I wonder if planning fallacy (or rather, the incentive to not do anything about it by default) is mostly a social phenomenon. Telling a group optimistic estimates of how long it will take a project to get done could help improve the group’s commitment to the project. Telling your teacher and your parents optimistic estimates of how long it’ll take to finish your homework keeps them off your back. Etc. etc.
(Testable prediction: autism should correlate with lack of susceptibility to planning fallacy. Found a random link in support, for what that’s worth.)
This sounds partially true, but I think optimism helps people get started on things even in the absence of groups. Replace “group commitment” by “your own commitment” and “telling other people” by “self-deception” and it still should work.

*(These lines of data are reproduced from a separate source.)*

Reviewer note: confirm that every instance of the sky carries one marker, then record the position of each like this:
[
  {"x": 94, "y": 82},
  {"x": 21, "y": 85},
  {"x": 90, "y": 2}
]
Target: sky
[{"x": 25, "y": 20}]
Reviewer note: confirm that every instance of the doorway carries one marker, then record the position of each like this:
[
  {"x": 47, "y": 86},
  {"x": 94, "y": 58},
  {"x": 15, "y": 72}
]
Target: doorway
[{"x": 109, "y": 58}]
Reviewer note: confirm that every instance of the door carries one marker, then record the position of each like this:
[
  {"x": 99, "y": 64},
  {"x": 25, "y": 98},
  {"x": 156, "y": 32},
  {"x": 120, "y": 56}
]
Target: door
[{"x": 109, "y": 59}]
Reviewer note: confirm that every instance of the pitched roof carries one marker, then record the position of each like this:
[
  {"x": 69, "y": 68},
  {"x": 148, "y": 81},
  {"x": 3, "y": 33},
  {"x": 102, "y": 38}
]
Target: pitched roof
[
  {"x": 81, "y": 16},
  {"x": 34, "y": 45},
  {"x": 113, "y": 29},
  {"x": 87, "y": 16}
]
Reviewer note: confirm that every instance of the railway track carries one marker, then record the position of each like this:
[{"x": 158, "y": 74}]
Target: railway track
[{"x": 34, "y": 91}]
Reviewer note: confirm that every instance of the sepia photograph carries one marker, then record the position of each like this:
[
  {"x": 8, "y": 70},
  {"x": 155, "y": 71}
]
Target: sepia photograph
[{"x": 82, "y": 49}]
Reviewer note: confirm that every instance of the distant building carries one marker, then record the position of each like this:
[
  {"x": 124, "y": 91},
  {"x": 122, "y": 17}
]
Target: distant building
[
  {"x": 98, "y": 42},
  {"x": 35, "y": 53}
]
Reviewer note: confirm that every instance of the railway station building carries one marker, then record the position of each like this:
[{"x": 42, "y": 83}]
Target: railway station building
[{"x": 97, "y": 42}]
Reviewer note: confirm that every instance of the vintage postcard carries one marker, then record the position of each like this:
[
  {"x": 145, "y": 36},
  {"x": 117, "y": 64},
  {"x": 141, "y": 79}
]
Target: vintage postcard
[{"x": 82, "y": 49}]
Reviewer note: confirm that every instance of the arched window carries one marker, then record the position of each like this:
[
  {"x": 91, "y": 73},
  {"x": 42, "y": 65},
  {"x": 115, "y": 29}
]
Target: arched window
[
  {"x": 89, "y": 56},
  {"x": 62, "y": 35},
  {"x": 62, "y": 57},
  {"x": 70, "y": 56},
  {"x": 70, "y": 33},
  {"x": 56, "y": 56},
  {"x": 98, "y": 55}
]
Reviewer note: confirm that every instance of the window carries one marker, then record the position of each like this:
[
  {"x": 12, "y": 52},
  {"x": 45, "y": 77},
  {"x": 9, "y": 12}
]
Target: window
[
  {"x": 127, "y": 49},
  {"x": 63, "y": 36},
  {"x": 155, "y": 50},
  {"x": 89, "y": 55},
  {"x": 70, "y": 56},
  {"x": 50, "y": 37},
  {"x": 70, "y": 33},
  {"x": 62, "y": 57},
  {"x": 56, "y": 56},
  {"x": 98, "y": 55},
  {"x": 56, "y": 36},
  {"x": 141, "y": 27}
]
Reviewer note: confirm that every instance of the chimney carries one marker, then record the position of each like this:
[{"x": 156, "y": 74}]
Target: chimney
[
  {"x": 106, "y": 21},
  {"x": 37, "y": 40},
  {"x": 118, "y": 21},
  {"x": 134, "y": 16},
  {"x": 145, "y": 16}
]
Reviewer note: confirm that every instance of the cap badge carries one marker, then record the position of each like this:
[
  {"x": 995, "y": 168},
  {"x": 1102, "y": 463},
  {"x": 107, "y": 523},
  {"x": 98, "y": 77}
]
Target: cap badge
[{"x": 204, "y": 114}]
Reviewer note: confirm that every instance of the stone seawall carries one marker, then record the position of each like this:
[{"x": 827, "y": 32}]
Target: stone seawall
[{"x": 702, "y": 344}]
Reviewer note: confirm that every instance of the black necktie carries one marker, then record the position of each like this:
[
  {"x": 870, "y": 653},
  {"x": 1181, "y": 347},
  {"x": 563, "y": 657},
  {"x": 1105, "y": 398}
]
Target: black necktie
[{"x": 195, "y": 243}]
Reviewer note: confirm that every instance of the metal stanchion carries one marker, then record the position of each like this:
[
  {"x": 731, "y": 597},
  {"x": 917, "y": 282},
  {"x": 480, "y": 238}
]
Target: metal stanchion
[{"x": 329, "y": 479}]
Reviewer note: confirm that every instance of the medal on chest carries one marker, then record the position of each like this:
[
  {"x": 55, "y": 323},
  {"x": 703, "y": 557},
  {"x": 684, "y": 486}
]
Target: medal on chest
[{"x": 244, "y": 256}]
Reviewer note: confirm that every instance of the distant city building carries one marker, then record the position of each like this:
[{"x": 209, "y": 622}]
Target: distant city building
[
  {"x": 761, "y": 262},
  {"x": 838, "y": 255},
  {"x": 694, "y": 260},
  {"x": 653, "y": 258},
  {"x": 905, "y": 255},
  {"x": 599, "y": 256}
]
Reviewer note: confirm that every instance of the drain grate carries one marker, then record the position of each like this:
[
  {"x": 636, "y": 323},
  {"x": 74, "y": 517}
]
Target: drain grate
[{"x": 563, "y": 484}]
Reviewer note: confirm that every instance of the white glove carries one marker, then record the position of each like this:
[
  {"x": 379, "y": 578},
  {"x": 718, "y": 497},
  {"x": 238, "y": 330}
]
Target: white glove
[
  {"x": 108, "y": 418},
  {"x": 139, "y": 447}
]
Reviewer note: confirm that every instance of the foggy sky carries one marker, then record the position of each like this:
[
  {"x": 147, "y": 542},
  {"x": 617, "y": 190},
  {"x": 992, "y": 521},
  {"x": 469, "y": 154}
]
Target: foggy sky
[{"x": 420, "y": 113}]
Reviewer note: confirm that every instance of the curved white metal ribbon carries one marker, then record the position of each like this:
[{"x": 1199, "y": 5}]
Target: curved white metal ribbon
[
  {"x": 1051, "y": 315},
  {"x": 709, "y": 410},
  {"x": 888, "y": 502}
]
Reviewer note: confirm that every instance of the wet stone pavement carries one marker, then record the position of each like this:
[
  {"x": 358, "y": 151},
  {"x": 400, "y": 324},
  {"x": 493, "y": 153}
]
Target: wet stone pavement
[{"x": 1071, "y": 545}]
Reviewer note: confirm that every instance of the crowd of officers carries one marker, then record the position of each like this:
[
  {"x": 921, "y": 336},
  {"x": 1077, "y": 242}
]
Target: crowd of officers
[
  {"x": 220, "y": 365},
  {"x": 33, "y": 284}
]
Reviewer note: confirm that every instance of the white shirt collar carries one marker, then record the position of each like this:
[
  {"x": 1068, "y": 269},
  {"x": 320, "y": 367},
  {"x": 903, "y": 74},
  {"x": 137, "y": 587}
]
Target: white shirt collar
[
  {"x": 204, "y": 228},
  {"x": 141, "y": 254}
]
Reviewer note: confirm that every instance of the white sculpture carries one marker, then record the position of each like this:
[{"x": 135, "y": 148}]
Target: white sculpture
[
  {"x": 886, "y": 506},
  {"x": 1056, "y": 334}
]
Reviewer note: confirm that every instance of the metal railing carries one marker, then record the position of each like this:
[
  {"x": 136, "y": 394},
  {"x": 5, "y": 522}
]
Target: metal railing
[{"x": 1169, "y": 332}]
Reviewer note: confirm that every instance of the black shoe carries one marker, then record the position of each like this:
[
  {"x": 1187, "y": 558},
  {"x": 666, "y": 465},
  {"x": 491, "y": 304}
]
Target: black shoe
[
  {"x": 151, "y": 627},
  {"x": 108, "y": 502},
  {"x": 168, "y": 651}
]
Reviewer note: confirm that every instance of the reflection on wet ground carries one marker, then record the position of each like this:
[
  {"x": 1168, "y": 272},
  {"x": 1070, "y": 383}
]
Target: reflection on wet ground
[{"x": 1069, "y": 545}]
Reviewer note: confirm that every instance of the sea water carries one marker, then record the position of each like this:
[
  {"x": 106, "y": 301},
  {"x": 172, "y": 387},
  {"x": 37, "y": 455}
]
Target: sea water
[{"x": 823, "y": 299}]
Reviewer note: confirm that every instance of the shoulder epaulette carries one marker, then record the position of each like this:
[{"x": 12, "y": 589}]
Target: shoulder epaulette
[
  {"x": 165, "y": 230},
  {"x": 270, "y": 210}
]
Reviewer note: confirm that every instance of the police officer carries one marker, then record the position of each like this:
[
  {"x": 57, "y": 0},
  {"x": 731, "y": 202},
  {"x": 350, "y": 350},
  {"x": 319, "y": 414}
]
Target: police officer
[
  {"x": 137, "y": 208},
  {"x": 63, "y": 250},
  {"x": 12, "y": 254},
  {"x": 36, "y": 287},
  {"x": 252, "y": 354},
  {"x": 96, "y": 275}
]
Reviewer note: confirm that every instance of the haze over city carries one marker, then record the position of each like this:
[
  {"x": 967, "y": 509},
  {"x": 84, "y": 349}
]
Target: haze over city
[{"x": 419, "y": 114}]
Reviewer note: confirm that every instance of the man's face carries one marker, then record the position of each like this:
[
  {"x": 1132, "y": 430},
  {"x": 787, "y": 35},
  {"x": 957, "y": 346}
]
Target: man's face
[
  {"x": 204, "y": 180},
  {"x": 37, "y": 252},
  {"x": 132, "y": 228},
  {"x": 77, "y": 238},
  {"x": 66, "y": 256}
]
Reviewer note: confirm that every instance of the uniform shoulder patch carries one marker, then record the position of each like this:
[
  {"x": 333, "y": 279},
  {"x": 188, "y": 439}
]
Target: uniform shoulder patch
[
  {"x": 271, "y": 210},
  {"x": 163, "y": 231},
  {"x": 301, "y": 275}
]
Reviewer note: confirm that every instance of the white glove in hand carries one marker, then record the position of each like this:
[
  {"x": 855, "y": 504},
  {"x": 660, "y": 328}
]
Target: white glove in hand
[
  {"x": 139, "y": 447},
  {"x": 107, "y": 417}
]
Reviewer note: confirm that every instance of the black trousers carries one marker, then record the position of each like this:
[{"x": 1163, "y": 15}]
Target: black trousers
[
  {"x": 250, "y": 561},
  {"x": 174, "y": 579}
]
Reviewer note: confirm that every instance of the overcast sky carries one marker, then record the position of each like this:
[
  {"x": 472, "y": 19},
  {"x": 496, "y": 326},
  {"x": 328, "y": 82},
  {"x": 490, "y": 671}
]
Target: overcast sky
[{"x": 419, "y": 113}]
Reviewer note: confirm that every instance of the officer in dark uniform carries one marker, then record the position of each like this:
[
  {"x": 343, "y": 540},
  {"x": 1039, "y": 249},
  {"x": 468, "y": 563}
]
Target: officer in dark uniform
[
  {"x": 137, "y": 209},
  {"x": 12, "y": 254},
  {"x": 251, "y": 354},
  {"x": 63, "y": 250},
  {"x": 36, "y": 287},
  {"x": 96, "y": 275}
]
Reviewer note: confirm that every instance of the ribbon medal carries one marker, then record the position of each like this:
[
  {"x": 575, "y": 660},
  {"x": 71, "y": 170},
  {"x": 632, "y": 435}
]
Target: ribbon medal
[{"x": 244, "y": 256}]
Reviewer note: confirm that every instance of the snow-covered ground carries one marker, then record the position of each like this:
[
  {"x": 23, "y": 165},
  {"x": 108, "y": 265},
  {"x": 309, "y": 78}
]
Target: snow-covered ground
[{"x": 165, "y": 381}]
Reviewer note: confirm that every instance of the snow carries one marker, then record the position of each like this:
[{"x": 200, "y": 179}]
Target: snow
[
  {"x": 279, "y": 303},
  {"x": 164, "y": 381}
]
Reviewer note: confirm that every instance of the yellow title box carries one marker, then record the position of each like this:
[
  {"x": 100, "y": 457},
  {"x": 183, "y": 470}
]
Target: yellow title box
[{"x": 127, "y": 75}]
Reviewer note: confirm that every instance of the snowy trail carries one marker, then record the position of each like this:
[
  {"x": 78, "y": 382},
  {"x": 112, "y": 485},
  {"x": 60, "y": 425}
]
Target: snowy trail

I wonder if planning fallacy (or rather, the incentive to not do anything about it by default) is mostly a social phenomenon. Telling a group optimistic estimates of how long it will take a project to get done could help improve the group’s commitment to the project. Telling your teacher and your parents optimistic estimates of how long it’ll take to finish your homework keeps them off your back. Etc. etc.
(Testable prediction: autism should correlate with lack of susceptibility to planning fallacy. Found a random link in support, for what that’s worth.)
People are much better at not committing the planning fallacy (in the underestimating direction, at least) when estimating other people’s timelines for a given task, so I’d say absolutely it’s a social thing. There’s immense social pressure to give a rosy view of yourself; you wouldn’t want to disappoint, would you?
This sounds partially true, but I think optimism helps people get started on things even in the absence of groups. Replace “group commitment” by “your own commitment” and “telling other people” by “self-deception” and it still should work.